Con ese relato empieza nuestra entrevista a Félix Sánchez, un hombre nativo del sector de Villa Juana, que levantó una familia compuesta por siete hijos, cinco de éstos profesionales.

Se abastecía de mercancías de las tiendas La Gran Vía, Sedería California y Almacenes Ramos, las cuales vendía a una clientela fija formada por modistas y sastres, además de particulares que encontraba durante sus recorridos diarios por los barrios adyacentes.

Su rutina empezaba a las 8:30 a. m., recorriendo los sectores de Villa Juana, Villa Consuelo, La Esperilla, en algunas ocasiones San Carlos y Gascue, regresando al hogar a las 6:30 de la tarde, vencido por el cansancio.

 En esos años un corte de tela de tres yardas, dependiendo del ancho y la calidad del tejido, se cotizaba a precios que oscilaban entre 30 centavos, RD$1.00 y RD$6.25 la yarda.

Félix Sánchez vendía diferentes tejidos: casimir, algodón, charmé la Tora (raso), chambray, dacrón, piqué, guinga y fuerte azul, éste último tejido empleado en la confección de jeans.

Explica que el fuerte azul lo empleaban en la confección de pantalones y que solo la compraban personas de escasos recursos económicos y se vendía a 70 y 80 centavos la yarda.

En los años 70 llegó al mercado el poliester, una tela muy calurosa, que primero se elaboraba en el país en la Fábrica Textil Los Minas y que aunque se puso de moda, luego salió estrepitosamente del mercado al introducirse técnicas que aminoraron su calidad.

Siempre se usaron los colores, pero en la década de los 80 la tendencia del morado enloqueció a las mujeres, según recuerda Sánchez, quien afirma que los tejidos en ese color se “vendían como pan caliente”.

El vendedor de tejidos, en sus afanes de incrementar sus entradas, instaló en su hogar de la calle Seibo No. 107-A una “fantasía” (mercería) en la cual expendía botones forrados de telas, nácar y hueso, zipers, tiras bordadas, encajes y las denominadas “chavas”, botones redondos y de gran tamaño. Los precios oscilaban entre dos, cinco, ocho, 12 y 20 centavos.

Invirtió en la instalación de la mercería RD$700, incluyendo la vitrina con toda la mercancía. ¿Su situación era mejor que ahora?  Antes era mejor, debido que aunque ganaba relativamente poco dinero, con tres pesos iba al puesto de venta de pollo “El deguayangue”, en Villa Consuelo, y compraba una gallina grande de ocho y diez libras”.

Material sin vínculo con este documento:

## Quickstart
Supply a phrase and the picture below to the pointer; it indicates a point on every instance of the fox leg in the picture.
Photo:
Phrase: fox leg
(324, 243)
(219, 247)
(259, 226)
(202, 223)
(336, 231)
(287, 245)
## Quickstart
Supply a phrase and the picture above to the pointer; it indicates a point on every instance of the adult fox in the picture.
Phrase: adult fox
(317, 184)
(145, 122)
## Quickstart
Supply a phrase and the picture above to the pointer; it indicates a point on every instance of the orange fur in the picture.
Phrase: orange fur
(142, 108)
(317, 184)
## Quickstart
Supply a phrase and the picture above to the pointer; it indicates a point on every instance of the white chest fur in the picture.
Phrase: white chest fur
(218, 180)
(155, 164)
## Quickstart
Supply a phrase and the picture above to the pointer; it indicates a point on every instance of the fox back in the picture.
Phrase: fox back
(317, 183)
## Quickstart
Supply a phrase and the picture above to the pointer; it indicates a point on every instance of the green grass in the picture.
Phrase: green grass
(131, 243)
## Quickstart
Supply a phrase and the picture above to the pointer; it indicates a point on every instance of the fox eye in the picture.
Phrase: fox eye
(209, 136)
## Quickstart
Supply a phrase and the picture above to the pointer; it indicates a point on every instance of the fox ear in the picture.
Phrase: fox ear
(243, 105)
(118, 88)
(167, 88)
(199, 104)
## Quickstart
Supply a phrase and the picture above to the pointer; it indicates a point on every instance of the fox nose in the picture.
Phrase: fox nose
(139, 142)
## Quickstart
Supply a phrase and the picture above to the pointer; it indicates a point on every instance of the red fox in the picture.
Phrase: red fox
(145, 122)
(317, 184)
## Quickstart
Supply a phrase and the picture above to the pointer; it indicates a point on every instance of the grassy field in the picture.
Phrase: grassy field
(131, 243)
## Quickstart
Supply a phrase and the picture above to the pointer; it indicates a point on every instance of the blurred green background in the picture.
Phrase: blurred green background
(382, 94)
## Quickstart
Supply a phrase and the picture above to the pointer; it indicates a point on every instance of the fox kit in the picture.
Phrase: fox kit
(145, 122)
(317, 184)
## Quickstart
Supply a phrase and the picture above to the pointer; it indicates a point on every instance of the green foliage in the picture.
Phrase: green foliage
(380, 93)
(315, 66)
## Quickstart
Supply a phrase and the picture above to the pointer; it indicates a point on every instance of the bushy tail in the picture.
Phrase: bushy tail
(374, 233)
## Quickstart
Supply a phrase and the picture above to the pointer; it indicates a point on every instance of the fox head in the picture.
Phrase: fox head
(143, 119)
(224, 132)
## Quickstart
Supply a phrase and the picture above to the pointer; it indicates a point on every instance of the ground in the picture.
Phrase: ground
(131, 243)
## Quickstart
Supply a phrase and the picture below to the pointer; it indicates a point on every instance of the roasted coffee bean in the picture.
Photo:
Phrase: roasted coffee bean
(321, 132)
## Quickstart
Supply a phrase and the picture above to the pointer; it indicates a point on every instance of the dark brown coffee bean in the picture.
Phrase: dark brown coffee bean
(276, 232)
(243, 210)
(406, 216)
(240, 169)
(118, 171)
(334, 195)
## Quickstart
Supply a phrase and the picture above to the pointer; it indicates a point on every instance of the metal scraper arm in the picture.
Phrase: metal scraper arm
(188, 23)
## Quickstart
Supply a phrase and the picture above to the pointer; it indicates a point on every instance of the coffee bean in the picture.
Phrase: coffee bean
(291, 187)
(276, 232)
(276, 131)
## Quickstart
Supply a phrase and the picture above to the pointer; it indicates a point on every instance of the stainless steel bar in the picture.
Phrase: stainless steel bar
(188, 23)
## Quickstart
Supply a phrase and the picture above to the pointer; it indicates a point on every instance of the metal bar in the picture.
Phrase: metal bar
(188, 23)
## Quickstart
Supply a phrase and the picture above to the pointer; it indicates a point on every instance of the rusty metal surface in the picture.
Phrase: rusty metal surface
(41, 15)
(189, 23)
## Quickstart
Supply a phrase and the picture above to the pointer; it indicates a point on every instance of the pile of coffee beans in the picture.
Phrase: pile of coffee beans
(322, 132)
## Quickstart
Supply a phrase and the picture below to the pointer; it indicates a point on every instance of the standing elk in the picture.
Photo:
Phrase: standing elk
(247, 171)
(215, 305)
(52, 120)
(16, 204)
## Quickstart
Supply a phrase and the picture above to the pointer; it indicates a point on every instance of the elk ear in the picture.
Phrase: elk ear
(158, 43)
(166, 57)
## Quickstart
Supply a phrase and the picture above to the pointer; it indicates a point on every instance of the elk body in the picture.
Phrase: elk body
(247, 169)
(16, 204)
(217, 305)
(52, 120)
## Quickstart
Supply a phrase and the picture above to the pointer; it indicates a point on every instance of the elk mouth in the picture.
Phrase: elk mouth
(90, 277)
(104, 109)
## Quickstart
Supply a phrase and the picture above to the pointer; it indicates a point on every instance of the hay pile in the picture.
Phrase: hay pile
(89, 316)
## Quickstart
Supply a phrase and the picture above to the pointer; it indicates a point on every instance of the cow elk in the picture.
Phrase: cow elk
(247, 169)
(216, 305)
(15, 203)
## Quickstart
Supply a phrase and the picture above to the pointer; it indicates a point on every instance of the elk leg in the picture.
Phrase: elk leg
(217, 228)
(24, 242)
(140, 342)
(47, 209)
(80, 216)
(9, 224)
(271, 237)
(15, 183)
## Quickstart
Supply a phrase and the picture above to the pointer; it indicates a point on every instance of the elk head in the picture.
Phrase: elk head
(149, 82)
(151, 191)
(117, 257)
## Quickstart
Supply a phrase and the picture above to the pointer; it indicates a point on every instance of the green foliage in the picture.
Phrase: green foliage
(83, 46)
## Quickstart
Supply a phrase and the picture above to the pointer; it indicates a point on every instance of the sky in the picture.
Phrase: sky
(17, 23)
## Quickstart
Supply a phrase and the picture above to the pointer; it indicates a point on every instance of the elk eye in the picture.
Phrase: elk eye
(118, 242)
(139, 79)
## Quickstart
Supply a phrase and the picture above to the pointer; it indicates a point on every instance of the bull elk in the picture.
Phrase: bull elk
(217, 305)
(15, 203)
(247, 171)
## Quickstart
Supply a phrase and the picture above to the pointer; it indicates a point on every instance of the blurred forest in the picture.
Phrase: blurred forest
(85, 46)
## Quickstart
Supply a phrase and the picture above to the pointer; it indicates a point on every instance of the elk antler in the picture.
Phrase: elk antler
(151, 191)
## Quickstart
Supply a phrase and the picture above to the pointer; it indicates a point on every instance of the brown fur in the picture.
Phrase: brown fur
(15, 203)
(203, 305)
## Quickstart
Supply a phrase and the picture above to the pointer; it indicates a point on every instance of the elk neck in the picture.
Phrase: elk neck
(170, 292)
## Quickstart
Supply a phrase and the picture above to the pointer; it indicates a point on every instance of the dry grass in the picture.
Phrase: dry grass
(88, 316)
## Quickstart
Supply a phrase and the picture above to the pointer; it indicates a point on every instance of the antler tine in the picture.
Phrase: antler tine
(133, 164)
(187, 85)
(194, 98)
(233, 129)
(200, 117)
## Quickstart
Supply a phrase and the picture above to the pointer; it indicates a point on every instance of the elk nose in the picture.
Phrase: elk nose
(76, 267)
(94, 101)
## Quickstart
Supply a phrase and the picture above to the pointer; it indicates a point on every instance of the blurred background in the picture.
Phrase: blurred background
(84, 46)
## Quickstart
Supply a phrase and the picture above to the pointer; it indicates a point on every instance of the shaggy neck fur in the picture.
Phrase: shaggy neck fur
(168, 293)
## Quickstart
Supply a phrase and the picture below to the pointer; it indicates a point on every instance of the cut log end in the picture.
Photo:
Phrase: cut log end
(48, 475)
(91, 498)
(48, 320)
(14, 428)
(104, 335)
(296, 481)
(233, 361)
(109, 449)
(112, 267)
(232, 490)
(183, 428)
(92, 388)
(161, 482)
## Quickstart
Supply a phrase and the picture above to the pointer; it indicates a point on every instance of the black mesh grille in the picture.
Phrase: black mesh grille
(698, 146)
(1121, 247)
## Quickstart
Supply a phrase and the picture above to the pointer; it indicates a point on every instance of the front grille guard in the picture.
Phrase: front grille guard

En esos años recuerda que una libra de mondongo, hígado y una pata de vaca costaban cheles, productos que utilizaba de “comparón” en la elaboración de ricos platos.

 En el año 2000, debido a la proliferación del negocio de ropa confeccionada, Félix varió su estilo y se dedicó a vender pantalones, camisas, mosquiteros y polo shirt a los precios establecidos por un mercado competitivo.

El peso de los años –tiene 75–, el auge que ha tenido la venta de ropa y la ayuda económica de parte de sus hijos ha sido determinante para que Félix haya reducido su trabajo, que casi lo mantiene como un entretenimiento.

Félix Sánchez, quien enviudó hace más de dos años, está orgulloso de haber criado a sus hijos “como manda la ley”. Estos son: Roberto Sánchez González, administrador de empresa; Freddy, baloncetista; María Antonia, secretaria ejecutiva; Carlos, periodista; Miguelina, secretaria de oficina; Rolando, contable y Juan Pablo, sastre con especialidad en ropa deportiva.